To address the poor generalizability of automated seizure detection across patients and clinical centers, this study introduces SzCORE—the first benchmark explicitly designed for clinical generalization. SzCORE comprises 65 patients, 4,360 hours of multicenter continuous EEG recordings, and expert neurophysiologist annotations. It establishes a clinically relevant evaluation framework centered on event-level F1-score, prioritizing clinical utility over segment- or sample-level metrics. SzCORE features a standardized, plug-and-play event-level assessment protocol enabling continuous benchmarking and clinical interpretability validation. Among 28 algorithms submitted by 30 teams, the top-performing model achieved an event-level F1-score of 43% (sensitivity: 37%, precision: 45%), substantially outperforming prior challenge results and commercial systems. This sets a new state-of-the-art performance benchmark for clinically deployable EEG-based seizure detection.

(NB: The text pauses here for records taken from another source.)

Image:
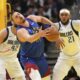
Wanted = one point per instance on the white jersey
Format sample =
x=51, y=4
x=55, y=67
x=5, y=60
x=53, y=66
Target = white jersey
x=71, y=40
x=11, y=46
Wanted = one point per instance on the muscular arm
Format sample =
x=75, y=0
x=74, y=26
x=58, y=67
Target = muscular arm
x=24, y=36
x=40, y=19
x=3, y=35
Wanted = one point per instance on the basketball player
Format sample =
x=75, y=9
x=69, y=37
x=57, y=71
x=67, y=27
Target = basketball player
x=30, y=35
x=69, y=44
x=9, y=47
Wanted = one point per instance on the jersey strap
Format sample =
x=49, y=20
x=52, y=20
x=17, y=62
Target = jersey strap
x=76, y=32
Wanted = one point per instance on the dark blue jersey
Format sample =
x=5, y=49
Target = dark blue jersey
x=35, y=49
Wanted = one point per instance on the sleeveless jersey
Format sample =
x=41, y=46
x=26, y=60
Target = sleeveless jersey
x=35, y=49
x=71, y=40
x=10, y=46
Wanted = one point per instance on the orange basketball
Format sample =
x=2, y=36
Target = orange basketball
x=53, y=35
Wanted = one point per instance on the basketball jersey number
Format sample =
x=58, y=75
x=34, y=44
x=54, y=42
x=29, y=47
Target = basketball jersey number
x=71, y=39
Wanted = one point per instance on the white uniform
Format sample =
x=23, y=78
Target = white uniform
x=8, y=54
x=70, y=54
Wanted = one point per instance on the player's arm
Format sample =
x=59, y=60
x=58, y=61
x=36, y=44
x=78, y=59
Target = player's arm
x=24, y=36
x=3, y=35
x=40, y=19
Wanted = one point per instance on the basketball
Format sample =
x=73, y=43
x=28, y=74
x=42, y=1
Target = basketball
x=53, y=35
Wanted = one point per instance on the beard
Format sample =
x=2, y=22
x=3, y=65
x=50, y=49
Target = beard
x=65, y=23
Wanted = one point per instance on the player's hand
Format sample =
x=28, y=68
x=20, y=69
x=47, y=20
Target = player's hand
x=60, y=43
x=42, y=33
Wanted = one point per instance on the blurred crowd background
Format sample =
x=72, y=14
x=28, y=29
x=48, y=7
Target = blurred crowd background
x=49, y=9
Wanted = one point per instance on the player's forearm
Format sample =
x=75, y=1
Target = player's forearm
x=33, y=38
x=46, y=21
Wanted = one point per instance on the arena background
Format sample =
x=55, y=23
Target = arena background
x=47, y=8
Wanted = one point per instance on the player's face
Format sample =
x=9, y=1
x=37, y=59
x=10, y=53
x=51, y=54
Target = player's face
x=18, y=18
x=64, y=17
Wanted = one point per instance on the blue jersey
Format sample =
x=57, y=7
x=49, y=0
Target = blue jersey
x=35, y=49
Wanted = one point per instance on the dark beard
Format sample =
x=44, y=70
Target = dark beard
x=65, y=23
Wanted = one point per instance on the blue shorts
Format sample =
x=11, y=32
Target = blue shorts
x=36, y=63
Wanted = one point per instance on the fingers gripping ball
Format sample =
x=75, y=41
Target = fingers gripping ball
x=53, y=34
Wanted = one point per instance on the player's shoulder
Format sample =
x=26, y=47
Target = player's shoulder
x=57, y=25
x=31, y=16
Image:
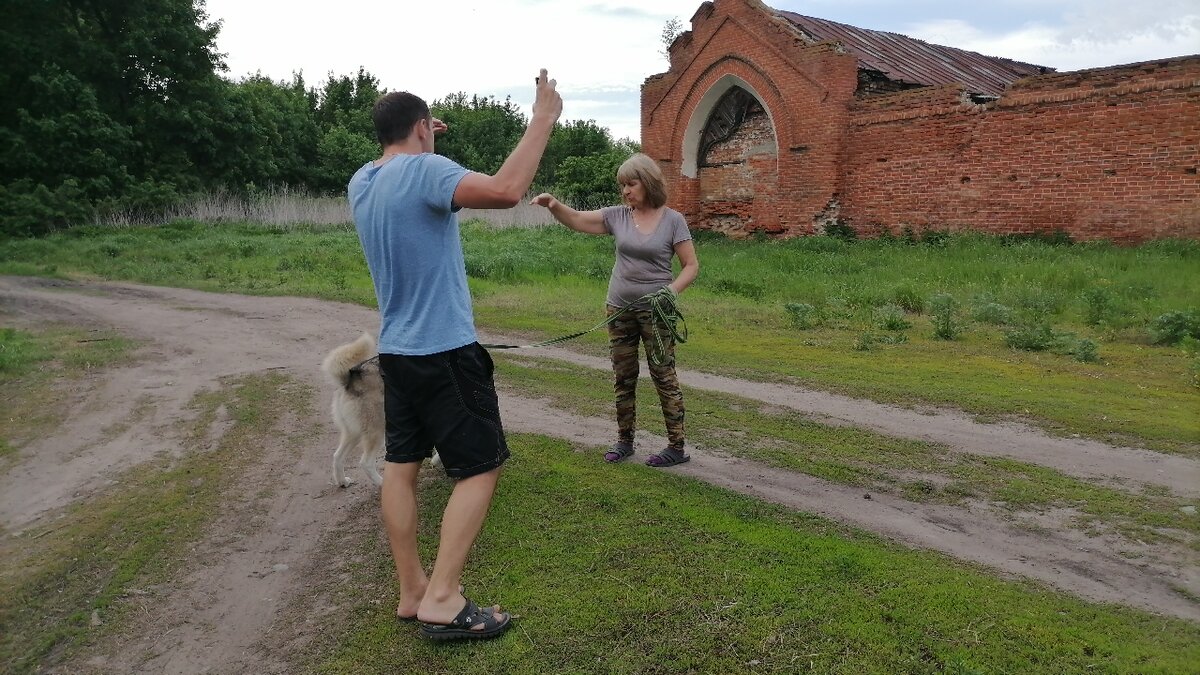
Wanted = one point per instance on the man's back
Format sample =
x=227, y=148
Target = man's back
x=406, y=220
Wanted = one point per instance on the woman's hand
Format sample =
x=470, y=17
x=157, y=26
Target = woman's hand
x=545, y=199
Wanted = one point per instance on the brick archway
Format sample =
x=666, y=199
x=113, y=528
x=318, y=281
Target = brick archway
x=731, y=148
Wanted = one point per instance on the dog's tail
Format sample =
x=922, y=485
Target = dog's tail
x=340, y=360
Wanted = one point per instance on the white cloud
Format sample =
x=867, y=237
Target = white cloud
x=601, y=52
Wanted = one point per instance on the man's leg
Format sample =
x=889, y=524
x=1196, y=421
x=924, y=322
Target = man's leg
x=399, y=505
x=461, y=524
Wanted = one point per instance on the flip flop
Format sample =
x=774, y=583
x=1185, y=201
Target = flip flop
x=463, y=626
x=621, y=449
x=667, y=457
x=413, y=617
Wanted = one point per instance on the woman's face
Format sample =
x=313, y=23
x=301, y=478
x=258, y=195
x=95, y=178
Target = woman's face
x=634, y=192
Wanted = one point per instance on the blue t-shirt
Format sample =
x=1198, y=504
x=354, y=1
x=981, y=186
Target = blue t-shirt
x=405, y=214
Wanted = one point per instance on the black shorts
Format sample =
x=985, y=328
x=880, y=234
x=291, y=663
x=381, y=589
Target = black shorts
x=444, y=400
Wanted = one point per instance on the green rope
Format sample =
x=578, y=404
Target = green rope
x=663, y=308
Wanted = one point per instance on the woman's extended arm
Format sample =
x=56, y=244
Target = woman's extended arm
x=689, y=266
x=588, y=222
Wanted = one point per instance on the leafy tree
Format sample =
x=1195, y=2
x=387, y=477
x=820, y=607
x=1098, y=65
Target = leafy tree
x=105, y=99
x=671, y=30
x=280, y=132
x=483, y=131
x=340, y=154
x=579, y=138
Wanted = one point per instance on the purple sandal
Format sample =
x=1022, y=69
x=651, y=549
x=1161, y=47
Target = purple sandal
x=621, y=449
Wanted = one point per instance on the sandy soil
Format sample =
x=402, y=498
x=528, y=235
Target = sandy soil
x=220, y=615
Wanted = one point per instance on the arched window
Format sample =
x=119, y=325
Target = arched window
x=727, y=115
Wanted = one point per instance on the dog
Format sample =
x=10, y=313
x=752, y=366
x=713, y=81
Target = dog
x=358, y=407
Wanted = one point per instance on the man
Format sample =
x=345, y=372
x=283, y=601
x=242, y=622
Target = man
x=438, y=387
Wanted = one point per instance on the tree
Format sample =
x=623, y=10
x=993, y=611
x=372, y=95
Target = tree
x=108, y=102
x=671, y=30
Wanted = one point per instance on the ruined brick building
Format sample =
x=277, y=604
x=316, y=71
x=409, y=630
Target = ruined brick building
x=773, y=121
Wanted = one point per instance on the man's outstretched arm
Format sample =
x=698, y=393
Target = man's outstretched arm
x=510, y=184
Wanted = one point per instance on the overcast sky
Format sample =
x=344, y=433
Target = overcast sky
x=601, y=52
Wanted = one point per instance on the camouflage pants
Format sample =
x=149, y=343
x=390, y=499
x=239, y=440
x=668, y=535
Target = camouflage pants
x=633, y=328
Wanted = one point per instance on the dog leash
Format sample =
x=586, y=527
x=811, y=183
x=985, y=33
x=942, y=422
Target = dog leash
x=664, y=309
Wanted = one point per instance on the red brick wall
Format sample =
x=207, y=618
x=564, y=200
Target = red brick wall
x=1101, y=154
x=805, y=91
x=1109, y=153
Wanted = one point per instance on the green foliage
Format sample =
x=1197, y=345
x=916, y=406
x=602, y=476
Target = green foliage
x=909, y=299
x=481, y=130
x=802, y=315
x=840, y=230
x=1031, y=336
x=1173, y=327
x=993, y=314
x=943, y=311
x=1085, y=351
x=892, y=317
x=1099, y=305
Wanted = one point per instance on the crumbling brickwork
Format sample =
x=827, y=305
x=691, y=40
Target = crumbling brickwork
x=1099, y=154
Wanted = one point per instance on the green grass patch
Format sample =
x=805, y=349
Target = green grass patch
x=31, y=363
x=59, y=572
x=916, y=470
x=625, y=569
x=543, y=282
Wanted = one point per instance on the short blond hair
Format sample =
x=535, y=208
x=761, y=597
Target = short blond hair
x=646, y=171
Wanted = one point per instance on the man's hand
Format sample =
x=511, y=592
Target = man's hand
x=544, y=199
x=547, y=103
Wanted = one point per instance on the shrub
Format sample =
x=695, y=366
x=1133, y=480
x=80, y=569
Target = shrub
x=909, y=298
x=943, y=311
x=802, y=315
x=1031, y=336
x=891, y=317
x=1085, y=351
x=1098, y=305
x=1173, y=327
x=993, y=314
x=840, y=230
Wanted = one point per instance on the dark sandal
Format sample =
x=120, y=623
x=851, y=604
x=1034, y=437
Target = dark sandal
x=413, y=617
x=667, y=457
x=463, y=626
x=621, y=449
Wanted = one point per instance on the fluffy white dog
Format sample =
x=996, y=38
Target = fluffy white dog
x=358, y=407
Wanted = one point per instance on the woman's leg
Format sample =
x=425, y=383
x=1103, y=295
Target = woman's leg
x=623, y=338
x=666, y=382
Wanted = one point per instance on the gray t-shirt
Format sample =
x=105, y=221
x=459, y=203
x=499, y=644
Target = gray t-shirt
x=643, y=261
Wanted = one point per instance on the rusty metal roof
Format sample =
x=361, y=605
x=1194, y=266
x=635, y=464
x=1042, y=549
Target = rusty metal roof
x=913, y=61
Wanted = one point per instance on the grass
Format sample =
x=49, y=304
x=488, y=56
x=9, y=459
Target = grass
x=543, y=282
x=54, y=577
x=916, y=470
x=31, y=363
x=624, y=569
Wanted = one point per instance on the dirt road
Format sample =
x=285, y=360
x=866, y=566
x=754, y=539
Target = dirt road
x=231, y=596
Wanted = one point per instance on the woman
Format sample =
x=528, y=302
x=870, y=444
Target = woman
x=648, y=236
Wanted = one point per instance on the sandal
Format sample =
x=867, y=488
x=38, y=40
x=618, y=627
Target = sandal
x=667, y=457
x=463, y=626
x=621, y=449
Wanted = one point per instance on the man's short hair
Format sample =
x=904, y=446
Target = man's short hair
x=395, y=113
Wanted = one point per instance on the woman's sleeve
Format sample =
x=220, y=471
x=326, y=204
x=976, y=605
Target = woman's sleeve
x=609, y=214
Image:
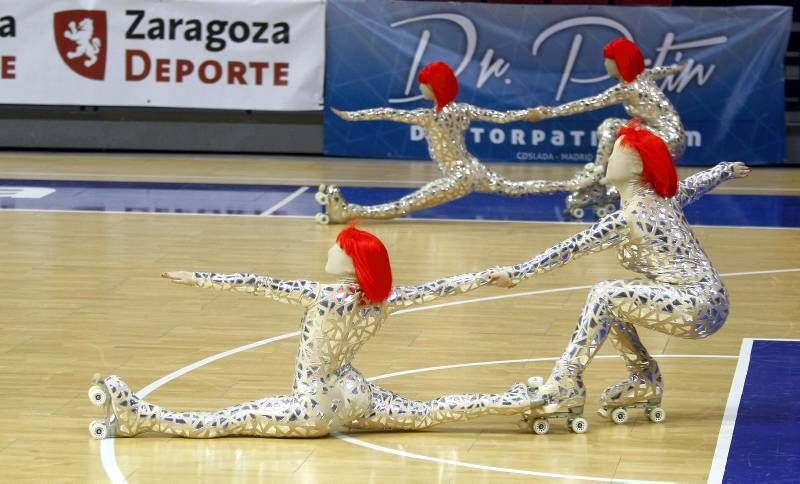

Reliable automatic seizure detection from long-term EEG remains a challenge, as current machine learning models often fail to generalize across patients or clinical settings. Manual EEG review remains the clinical standard, underscoring the need for robust models and standardized evaluation. To rigorously assess algorithm performance, we organized a challenge using a private dataset of continuous EEG recordings from 65 subjects (4,360 hours). Expert neurophysiologists annotated the data, providing ground truth for seizure events. Participants were required to detect seizure onset and duration, with evaluation based on event-based metrics, including sensitivity, precision, F1-score, and false positives per day. The SzCORE framework ensured standardized evaluation. The primary ranking criterion was the event-based F1-score, reflecting clinical relevance by balancing sensitivity and false positives. The challenge received 30 submissions from 19 teams, with 28 algorithms evaluated. Results revealed wide variability in performance, with a top F1-score of 43% (sensitivity 37%, precision 45%), highlighting the ongoing difficulty of seizure detection. The challenge also revealed a gap between reported performance and real-world evaluation, emphasizing the importance of rigorous benchmarking. Compared to previous challenges and commercial systems, the best-performing algorithm in this contest showed improved performance. Importantly, the challenge platform now supports continuous benchmarking, enabling reproducible research, integration of new datasets, and clinical evaluation of seizure detection algorithms using a standardized framework.